This blog post was written by Inderjit Singh as part of the Deepchecks Community Blog. If you would like to contribute your own blog post, feel free to reach out to us via firstname.lastname@example.org. We typically pay a symbolic fee for content that’s accepted by our reviewers.
The failure analysis, in general, is a technical procedure used to investigate the root cause of the failure of a specific product, equipment. It can be caused by an unintentional mistake that was made during the designing period, or any new unforeseeable problem that has hindered or reduced the ability of the product to execute its intended purpose. Much like in Machine Learning it’s as important in any other field to perform failure analysis in order to create a production-capable pipeline that is reliable and robust. Here, we discuss various types of failures that can occur in a Machine Learning pipeline, and some of the open source implementations available to prevent or mitigate such failures with the least overhead.Let’s first look into the types of failures that can occur in a production pipeline.
Types of Failure There are different types of failures in ML systems. We will look at the top three types I have encountered in my Machine Learning deployment experiences.

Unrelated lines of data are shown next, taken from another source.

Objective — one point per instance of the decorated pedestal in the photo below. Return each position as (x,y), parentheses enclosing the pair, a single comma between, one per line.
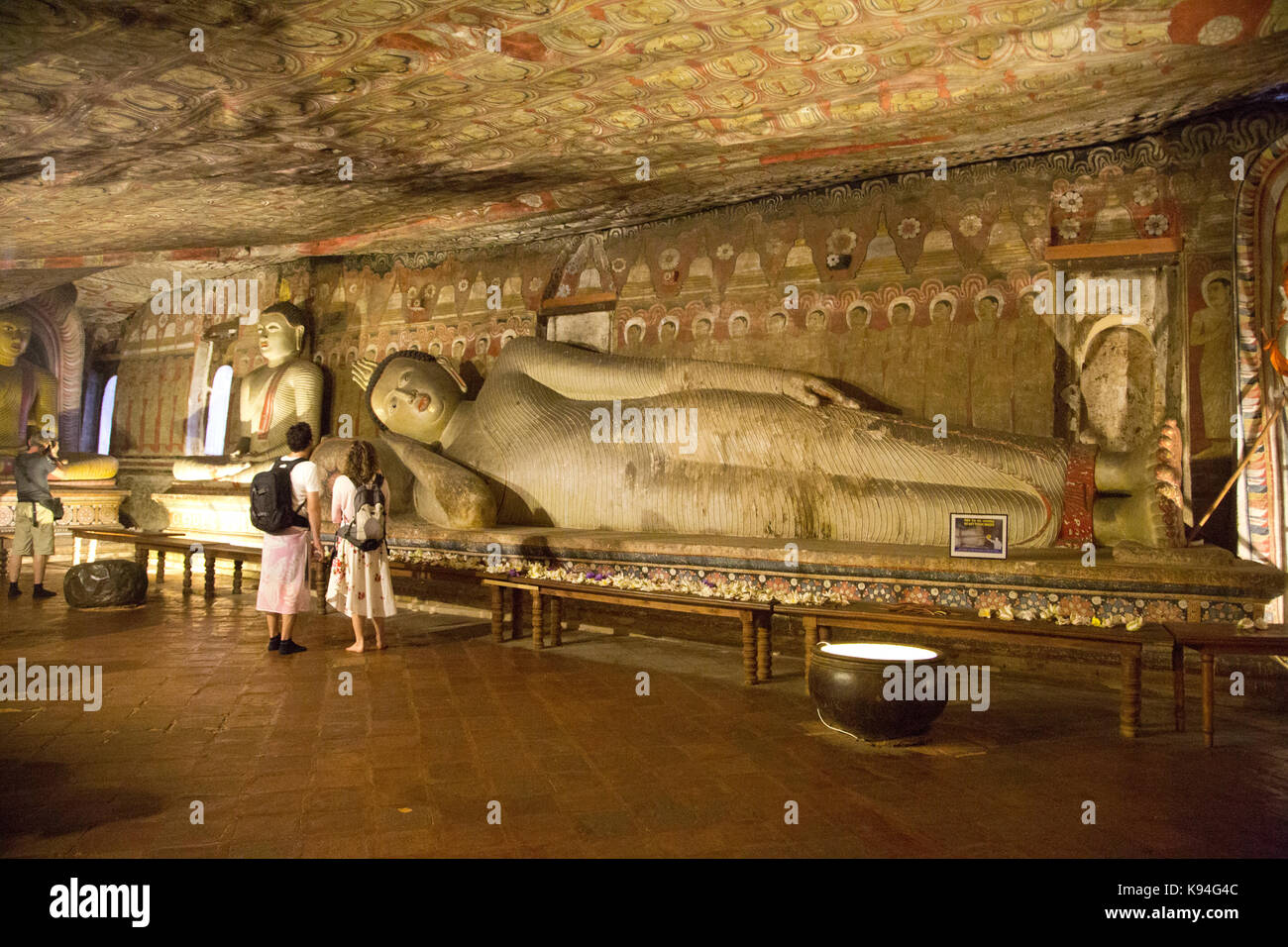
(85,502)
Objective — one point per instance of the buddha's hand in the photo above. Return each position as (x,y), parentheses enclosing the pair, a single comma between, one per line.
(811,390)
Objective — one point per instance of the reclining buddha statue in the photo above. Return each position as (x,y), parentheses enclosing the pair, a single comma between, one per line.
(271,398)
(29,406)
(566,437)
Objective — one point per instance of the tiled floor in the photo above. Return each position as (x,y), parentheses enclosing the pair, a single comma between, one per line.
(446,722)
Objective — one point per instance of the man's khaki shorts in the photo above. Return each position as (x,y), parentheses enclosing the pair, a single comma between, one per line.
(34,538)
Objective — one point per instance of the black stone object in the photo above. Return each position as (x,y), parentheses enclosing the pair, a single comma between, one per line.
(848,692)
(106,582)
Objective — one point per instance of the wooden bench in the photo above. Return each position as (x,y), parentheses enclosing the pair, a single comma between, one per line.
(917,621)
(752,616)
(1211,639)
(167,541)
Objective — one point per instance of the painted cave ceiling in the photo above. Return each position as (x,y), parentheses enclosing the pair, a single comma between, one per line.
(233,153)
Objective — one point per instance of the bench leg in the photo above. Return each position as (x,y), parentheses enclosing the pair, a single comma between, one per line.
(810,641)
(764,650)
(1209,684)
(748,650)
(497,616)
(537,628)
(555,621)
(320,581)
(1128,715)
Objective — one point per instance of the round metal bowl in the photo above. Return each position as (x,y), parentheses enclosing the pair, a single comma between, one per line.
(849,684)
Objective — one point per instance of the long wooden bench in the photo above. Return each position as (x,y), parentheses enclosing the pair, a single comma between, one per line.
(1210,641)
(752,616)
(167,541)
(918,621)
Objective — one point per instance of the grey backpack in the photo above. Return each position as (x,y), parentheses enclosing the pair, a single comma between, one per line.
(368,527)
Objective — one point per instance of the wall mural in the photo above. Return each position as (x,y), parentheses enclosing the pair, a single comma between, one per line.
(917,292)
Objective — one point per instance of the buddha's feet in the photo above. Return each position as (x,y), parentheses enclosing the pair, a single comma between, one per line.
(1153,510)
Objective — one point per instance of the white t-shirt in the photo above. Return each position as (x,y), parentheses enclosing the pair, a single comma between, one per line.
(304,480)
(343,493)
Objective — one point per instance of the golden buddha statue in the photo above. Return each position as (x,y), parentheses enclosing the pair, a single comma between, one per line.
(29,406)
(735,450)
(271,398)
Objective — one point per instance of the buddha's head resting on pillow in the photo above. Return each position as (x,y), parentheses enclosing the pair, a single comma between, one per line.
(411,393)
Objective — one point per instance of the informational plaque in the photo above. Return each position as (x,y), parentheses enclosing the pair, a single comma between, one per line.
(978,535)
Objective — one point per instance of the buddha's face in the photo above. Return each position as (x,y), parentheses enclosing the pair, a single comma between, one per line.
(278,339)
(14,335)
(415,398)
(1218,295)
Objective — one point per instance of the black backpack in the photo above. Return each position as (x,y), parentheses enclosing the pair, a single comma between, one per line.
(270,509)
(368,528)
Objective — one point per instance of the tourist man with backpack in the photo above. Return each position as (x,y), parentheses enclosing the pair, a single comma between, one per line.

As the name suggests, performance failures are failures that are caused by the presence of specific sub-groups in the dataset that remain hidden with the use of basic techniques. E.g. presence of bias towards specific population minorities in dataset is not detected by basic EDA process This can lead to the introduction of bias against a specific subgroup or underfitting for the same. The most common cause of performance failure is usually a poor understanding of the domain and a poorly implemented EDA process, that was not thorough enough to determine the presence of the subgroups in the underlying dataset. There is significant literature available on the types of bias and the possible remedies. Some of the significant types of biases are listed in the image below:
A good example of performance failure is a personalization model in an e-commerce website where we decided to work with short-term data for personalized recommendations, with the objective of increasing the click-through rate. Now if our training, validation, and hold-out set are all part of the same small sample (i.e., Taking into consideration only the dataset for a small time duration), we might end up creating a model that only takes into consideration short-term trends in user behavior and end up reducing engagement in the longer run since we are only taking a small sub-sample of the dataset.
This type of failure is referred to as an inconsistent behavior of a model usually without any warnings due to validity violations of features. For example, computer vision models are sensitive to the resolution of the incoming images. If a proper validation is not created in the pre-processing pipeline, we are likely to get inconsistent results from the very same model that was able to achieve great accuracy in the development process. In testing environments and development cycles where we have a defined set of datasets, we are less likely to encounter inconsistent values as the dataset is coming in from a finite range. In production, however, we can have erroneous inputs (for the cv model, it can be a higher or lower resolution image) that can cause silent failures and unpredictable results in the training or prediction pipeline. Some simple checks in a data pipeline for failure prediction in Machine Learning can be:
– Feature values must have a specific range when coming in.
– Ensure that the data pipeline is capable of handling type conversion without affecting the downstream model’s performance.
– Check to ensure that the required features critical for prediction are present. We can categorize individual features in terms of them being critical and optional (i.e., Features that can be assumed as missing, e.g. <unknown> or <unk> tokens in NLP ). The custom code we will write will flag any erroneous changes in the upstream data ingestion pipeline and help us create a reliable pipeline for predictions. The image below shows some of the reasons why we have model failures in production:
These are failures in the robustness of the model and can generally be referred to as the inability of the model to withstand perturbations and small changes in the input features (e.g. blur for vision-based implementations). A Robust model is tough in the face of such changes and will continue to give consistent results.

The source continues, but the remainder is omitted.